Background: Ovarian cancer (OC) is a common and lethal gynaecologic malignancy. The prognosis of OC is variable among different patients treated with standard of care therapies. Herein, we described the mutational profiles of OC to identify underlying therapeutic targets and prognostic markers.
Methods: The study was performed on 38 Chinese patients with high-grade serous ovarian cancer (HGSOC). Most patients (86.8%) had advanced disease (stage III-IV). Tissue samples were subjected to capture-based targeted sequencing using a panel consisting of 520 cancer-related genes. Mutational profiles, including gene mutations and copy number variations (CNVs), were evaluated in each patient. Homologous recombination deficiency (HRD) status was also assessed. Analysis of the mutational profile with platinum-sensitivity, progression-free survival (PFS) and platinum-free interval (PFI) was performed.
Results: Germline BRCA1 and BRCA2 mutations were identified in 5 (13%) and 2 (5%) patients, respectively. Somatic genetic alterations were mainly identified in TP53 (97%), BRCA1 (24%), RB1 (21%), FGF23 (21%), CCND2 (18%), RECQL4 (18%) and NF1 (16%). CNVs were comprehensively distributed in 242 genes, with 76% (29/38) of patients harbouring at least one CNV. In addition to BRCA1, somatic genetic alterations were also present in other homologous recombination repair (HRR) genes, including CDK12 (5%), BRCA2 (3%), ATM (3%), BRIP1 (3%), CHEK1 (3%) and FANCI (3%). In total, 22 of 38 (58%) patients had genetic alterations in the HRR pathway.
The prognosis analysis indicated that BRCA1/2 mutations were significantly associated with improved PFI (p<0.05) and marginally associated with improved PFS (p=0.05). Patients with R0 resection found positive HRD showing a significant association with better PFI (p<0.05) and a marginal association with better PFS (p=0.06).
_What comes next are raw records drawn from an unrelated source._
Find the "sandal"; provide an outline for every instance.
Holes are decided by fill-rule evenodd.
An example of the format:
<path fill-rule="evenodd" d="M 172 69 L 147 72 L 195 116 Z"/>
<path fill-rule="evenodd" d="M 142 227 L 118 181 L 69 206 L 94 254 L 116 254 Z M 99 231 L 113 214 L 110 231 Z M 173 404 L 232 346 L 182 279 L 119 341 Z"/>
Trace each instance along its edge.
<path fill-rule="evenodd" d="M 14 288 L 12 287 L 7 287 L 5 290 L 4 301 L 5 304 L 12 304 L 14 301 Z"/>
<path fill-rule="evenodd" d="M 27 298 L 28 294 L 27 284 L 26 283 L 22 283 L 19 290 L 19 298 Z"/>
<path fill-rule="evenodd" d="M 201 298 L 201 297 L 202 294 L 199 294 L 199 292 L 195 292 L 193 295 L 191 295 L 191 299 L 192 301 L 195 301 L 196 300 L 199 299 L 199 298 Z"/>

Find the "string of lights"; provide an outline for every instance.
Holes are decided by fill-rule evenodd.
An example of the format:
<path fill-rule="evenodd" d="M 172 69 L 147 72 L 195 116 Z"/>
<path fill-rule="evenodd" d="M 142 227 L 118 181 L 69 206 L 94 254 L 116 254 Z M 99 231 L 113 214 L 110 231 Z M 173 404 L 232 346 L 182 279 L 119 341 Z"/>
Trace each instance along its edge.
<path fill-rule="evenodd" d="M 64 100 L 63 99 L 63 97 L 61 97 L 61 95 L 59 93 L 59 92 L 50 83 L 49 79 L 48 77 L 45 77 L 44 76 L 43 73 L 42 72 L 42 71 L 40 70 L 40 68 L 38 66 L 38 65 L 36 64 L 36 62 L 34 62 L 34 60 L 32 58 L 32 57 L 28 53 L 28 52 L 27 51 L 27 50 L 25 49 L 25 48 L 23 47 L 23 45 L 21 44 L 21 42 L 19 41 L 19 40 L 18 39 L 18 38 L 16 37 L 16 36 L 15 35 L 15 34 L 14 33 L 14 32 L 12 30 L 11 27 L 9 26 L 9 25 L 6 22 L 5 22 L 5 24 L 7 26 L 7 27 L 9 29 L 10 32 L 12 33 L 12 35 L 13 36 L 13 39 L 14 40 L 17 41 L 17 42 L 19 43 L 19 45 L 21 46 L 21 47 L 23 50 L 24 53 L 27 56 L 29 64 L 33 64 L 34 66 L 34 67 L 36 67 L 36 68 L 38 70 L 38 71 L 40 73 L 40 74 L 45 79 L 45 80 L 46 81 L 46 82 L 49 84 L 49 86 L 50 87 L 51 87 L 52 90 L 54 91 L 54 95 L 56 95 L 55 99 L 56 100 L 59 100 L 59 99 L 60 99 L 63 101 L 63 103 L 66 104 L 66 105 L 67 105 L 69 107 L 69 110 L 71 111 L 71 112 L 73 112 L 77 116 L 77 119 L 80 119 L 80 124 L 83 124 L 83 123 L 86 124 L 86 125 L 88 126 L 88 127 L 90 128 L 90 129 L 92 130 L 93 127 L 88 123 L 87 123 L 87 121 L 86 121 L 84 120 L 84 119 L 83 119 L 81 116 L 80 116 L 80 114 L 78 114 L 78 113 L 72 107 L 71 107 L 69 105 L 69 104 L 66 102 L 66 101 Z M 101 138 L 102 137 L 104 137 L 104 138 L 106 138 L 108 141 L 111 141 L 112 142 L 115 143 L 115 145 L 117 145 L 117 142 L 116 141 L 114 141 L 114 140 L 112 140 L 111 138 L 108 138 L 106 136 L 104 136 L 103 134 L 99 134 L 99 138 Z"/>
In patients with NF1 mutation, improved PFS and PFI were observed. However, the difference was not ideal (PFS, p=0.06, PFI, p=0.084). Platinum-sensitivity was significantly associated with BRCA1/2 mutations (p<0.01).
Conclusions: In OC patients, genetic mutations frequently occurred in both HRR and non-HRR genes. CNVs are widely present in many genes and patients. Mutational profiling also identified a number of potential therapeutic targets and prognostic markers at the molecular level that could contribute to the personalised treatment and management of OC.